Hers was to sleep. Not that she expected to, with him taking up way more than his fair share of the bed.
But by then it was close to four a.m.—and despite everything, she was so exhausted that sleep she did, almost as soon as her head hit the pillow.
If she had any dreams, she didn’t remember them. According to Garland, she didn’t do anything more exciting than switch positions once or twice. And Holly didn’t show.
But Charlie did wake up knowing what Holly had meant.
CHAPTER TWENTY-NINE
By early afternoon of the next day, Charlie was back in her own house in Big Stone Gap. Situated a little way down the mountain from the prison on the top of the ridge, Big Stone Gap was a coal mining town of about five thousand residents that had been devastated by a rash of recent layoffs from the coal company that, along with the prison, was the area’s primary employer. Despite the hard times, Big Stone Gap was as friendly as the prison was forbidding, and she loved it. Her house, which she rented from her next-door neighbors, was a classic two-story white clapboard farmhouse with an old-fashioned front porch and lots of gingerbread trim. It sat on a quiet street near the edge of town, with the wooded mountainside sloping up behind it and an acre backyard complete with a sunflower patch that was a constant draw for the aforesaid neighbor’s chickens. Not that Charlie minded, really. She had spent many an early morning before heading in to work sipping coffee at her kitchen table at the back of the house and watching through the window as the birds scratched around in her flowers for seeds and bugs. Watching them was both calming and amusing.
“Tell me this hasn’t been a total waste of time.” Kaminsky gave Charlie a disgusted look as Charlie sorted through the items she
had laid out on the kitchen table one more time. At Kaminsky’s suggestion—Charlie was so focused on the need to find whatever it was that Holly had been referring to that she wouldn’t have thought of it—Charlie was wearing rubber gloves, so as not to taint the items just in case one of them should prove to be important.

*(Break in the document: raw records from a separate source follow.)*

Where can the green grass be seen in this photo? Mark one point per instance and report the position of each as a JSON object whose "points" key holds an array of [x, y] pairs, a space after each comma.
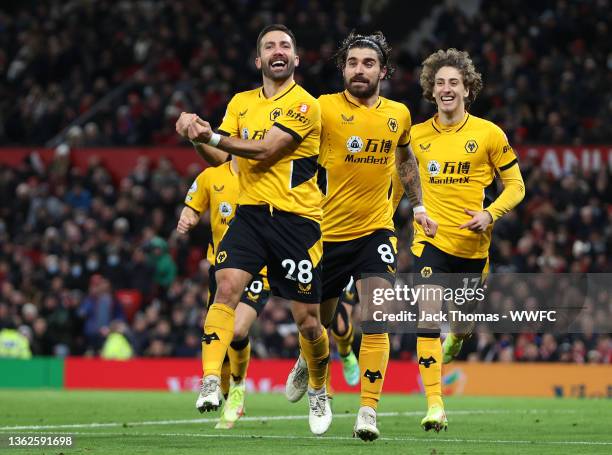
{"points": [[136, 425]]}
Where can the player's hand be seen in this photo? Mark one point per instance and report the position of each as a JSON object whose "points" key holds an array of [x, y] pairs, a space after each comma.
{"points": [[183, 122], [479, 222], [188, 219], [429, 226], [199, 130]]}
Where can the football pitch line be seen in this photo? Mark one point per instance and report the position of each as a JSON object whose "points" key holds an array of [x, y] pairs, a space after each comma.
{"points": [[252, 419], [341, 438]]}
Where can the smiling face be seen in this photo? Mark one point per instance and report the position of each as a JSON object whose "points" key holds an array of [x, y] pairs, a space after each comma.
{"points": [[362, 72], [449, 91], [277, 59]]}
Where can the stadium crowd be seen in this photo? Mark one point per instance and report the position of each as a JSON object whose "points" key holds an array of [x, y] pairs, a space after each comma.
{"points": [[546, 65], [73, 242]]}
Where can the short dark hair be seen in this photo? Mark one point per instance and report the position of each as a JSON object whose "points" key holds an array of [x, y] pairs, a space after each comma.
{"points": [[274, 28], [461, 61], [375, 41]]}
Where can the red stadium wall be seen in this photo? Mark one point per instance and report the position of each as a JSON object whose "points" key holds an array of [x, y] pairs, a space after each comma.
{"points": [[555, 160], [119, 161]]}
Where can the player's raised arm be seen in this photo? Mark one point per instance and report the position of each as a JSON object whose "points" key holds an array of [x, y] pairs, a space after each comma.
{"points": [[408, 170], [211, 155], [188, 219], [276, 143]]}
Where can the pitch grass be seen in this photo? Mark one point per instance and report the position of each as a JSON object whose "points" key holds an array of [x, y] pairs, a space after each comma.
{"points": [[141, 423]]}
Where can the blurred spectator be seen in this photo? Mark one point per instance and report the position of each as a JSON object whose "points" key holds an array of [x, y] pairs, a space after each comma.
{"points": [[116, 346], [165, 268], [98, 309], [523, 49], [13, 344]]}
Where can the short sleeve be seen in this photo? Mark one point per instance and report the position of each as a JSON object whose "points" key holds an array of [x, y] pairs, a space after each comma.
{"points": [[299, 120], [404, 139], [198, 196], [229, 124], [501, 154]]}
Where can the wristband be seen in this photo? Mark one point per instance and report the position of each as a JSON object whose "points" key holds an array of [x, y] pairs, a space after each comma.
{"points": [[418, 209], [213, 141]]}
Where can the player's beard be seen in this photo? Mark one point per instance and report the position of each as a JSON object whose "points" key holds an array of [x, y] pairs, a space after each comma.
{"points": [[279, 76], [364, 91]]}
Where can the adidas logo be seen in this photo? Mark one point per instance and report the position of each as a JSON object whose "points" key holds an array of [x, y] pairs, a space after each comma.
{"points": [[427, 362], [372, 375]]}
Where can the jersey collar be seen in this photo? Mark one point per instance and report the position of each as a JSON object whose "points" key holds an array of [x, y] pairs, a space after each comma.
{"points": [[351, 100], [278, 95], [449, 128]]}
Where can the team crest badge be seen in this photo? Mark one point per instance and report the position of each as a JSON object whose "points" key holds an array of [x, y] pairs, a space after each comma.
{"points": [[426, 272], [276, 113], [225, 209], [221, 257], [354, 144]]}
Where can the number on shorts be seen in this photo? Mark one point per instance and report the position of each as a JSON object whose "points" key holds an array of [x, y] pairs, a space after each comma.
{"points": [[386, 254], [256, 286], [304, 270]]}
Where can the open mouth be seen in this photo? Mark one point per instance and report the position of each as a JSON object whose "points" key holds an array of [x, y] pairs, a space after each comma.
{"points": [[278, 64]]}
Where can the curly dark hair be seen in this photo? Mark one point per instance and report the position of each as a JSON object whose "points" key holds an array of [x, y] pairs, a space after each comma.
{"points": [[460, 60], [375, 41]]}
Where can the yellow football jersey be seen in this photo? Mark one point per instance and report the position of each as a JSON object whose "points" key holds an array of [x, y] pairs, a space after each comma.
{"points": [[290, 184], [217, 189], [456, 164], [358, 156], [397, 191]]}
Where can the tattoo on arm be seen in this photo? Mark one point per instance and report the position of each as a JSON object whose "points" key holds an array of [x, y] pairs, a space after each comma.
{"points": [[408, 170]]}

Dressed in her usual black pants and sleeveless blouse—today’s was a soft mint green—Charlie was at least comfortable. While Kaminsky in her power suit—today’s was black—and sky-high heels looked hot, cross, and way too sophisticated for the country-style kitchen. On Tony’s directive, Kaminsky had accompanied her on the short flight back to Big Stone Gap to recover whatever item significant to the investigation might be found in “the bag.” Feeling her time could be better spent in other ways, Kaminsky wasn’t too happy about it.

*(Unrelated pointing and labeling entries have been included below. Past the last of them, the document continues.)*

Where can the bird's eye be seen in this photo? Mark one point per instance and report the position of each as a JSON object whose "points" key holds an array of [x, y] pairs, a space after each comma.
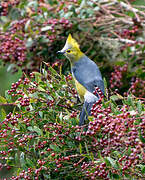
{"points": [[68, 51]]}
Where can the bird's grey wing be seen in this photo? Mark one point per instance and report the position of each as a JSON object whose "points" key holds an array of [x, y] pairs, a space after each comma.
{"points": [[89, 76]]}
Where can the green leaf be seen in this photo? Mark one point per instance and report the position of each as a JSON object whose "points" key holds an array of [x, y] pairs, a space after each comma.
{"points": [[27, 25], [80, 147], [22, 159], [3, 100], [8, 97], [141, 137], [113, 162], [2, 114], [116, 176], [116, 97], [38, 130], [30, 163], [55, 148], [139, 107], [86, 148], [46, 28]]}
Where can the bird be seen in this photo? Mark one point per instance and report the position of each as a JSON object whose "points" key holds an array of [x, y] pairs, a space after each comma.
{"points": [[86, 75]]}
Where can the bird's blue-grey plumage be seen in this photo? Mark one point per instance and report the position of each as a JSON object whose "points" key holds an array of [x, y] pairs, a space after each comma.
{"points": [[87, 73]]}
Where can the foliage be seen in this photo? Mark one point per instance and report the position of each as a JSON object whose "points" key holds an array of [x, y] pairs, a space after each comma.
{"points": [[109, 32], [41, 138]]}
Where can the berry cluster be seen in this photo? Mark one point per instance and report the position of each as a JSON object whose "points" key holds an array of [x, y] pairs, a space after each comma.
{"points": [[138, 88], [4, 6], [12, 48], [117, 76], [57, 145]]}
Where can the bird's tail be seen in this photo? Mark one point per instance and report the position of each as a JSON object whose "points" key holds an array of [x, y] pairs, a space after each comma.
{"points": [[86, 111]]}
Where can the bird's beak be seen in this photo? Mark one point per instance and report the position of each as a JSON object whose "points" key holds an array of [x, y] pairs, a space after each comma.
{"points": [[60, 52]]}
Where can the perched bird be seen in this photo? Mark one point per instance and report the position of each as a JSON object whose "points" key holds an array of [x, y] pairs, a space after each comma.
{"points": [[86, 74]]}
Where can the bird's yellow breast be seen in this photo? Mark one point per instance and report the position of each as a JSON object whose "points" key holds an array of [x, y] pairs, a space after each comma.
{"points": [[80, 89]]}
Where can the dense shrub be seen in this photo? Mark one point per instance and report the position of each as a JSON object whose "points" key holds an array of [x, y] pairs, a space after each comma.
{"points": [[41, 138], [111, 33]]}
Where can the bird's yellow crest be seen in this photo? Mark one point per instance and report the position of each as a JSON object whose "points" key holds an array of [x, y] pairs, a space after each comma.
{"points": [[72, 42]]}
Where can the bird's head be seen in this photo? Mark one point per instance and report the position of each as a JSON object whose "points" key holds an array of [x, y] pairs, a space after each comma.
{"points": [[71, 49]]}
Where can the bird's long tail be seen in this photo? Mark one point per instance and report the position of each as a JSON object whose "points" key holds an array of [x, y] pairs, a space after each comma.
{"points": [[86, 111]]}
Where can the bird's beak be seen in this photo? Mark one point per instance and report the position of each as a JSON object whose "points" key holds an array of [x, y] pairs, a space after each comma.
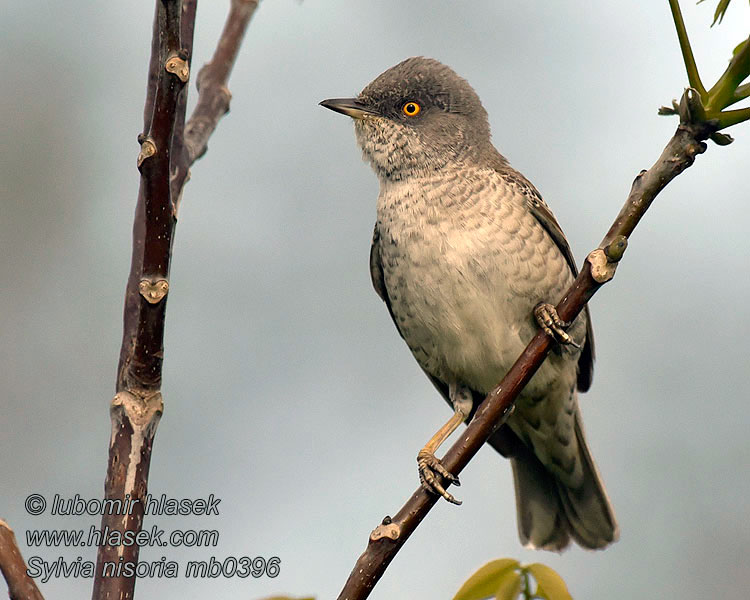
{"points": [[351, 107]]}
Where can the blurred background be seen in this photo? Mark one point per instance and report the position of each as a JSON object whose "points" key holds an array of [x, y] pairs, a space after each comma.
{"points": [[288, 392]]}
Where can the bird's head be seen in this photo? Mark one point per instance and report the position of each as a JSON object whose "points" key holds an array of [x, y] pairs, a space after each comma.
{"points": [[416, 118]]}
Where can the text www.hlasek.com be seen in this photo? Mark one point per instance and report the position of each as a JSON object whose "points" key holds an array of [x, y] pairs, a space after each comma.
{"points": [[155, 537]]}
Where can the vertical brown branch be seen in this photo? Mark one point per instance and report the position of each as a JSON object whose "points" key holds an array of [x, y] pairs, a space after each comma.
{"points": [[13, 567], [164, 163], [137, 406]]}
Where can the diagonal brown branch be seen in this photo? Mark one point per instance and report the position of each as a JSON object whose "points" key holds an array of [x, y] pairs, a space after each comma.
{"points": [[388, 538], [13, 567]]}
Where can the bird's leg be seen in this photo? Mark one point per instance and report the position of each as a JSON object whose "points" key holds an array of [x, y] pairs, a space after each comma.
{"points": [[429, 464], [550, 322]]}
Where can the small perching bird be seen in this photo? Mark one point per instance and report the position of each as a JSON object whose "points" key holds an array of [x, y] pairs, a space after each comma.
{"points": [[467, 257]]}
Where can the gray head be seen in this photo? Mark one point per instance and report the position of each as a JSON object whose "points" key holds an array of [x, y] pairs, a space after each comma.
{"points": [[419, 117]]}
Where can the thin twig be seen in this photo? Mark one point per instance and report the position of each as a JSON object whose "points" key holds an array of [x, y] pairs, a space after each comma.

“No more so than following any other lead,” Charlie replied, frowning as she touched each item in turn. She had been sure that “the bag” Holly had been referring to could only have been the sealed plastic bag full of Charlie’s belongings that had been returned to her by the hospital, where she had stayed after Holly’s murder. But in going through it, Charlie was coming up empty-handed. A brown fluffy teddy bear the hospital had given her; a manila envelope stuffed with get-well cards, all of which she had looked over and none of which seemed to contain a clue; a never-opened dental care kit containing a new toothbrush and travel-sized toothpaste wrapped in plastic; a tube of chapstick; a bottle of pale pink nail polish; a hairbrush; and a scrunchie offered not the slightest insight into the murders, as far as she could tell. Some of her clothes were there, too. Just looking at the yellow T-shirt and the jeans and sandals, the pretty flowered bra and pink bikini panties, made her skin crawl.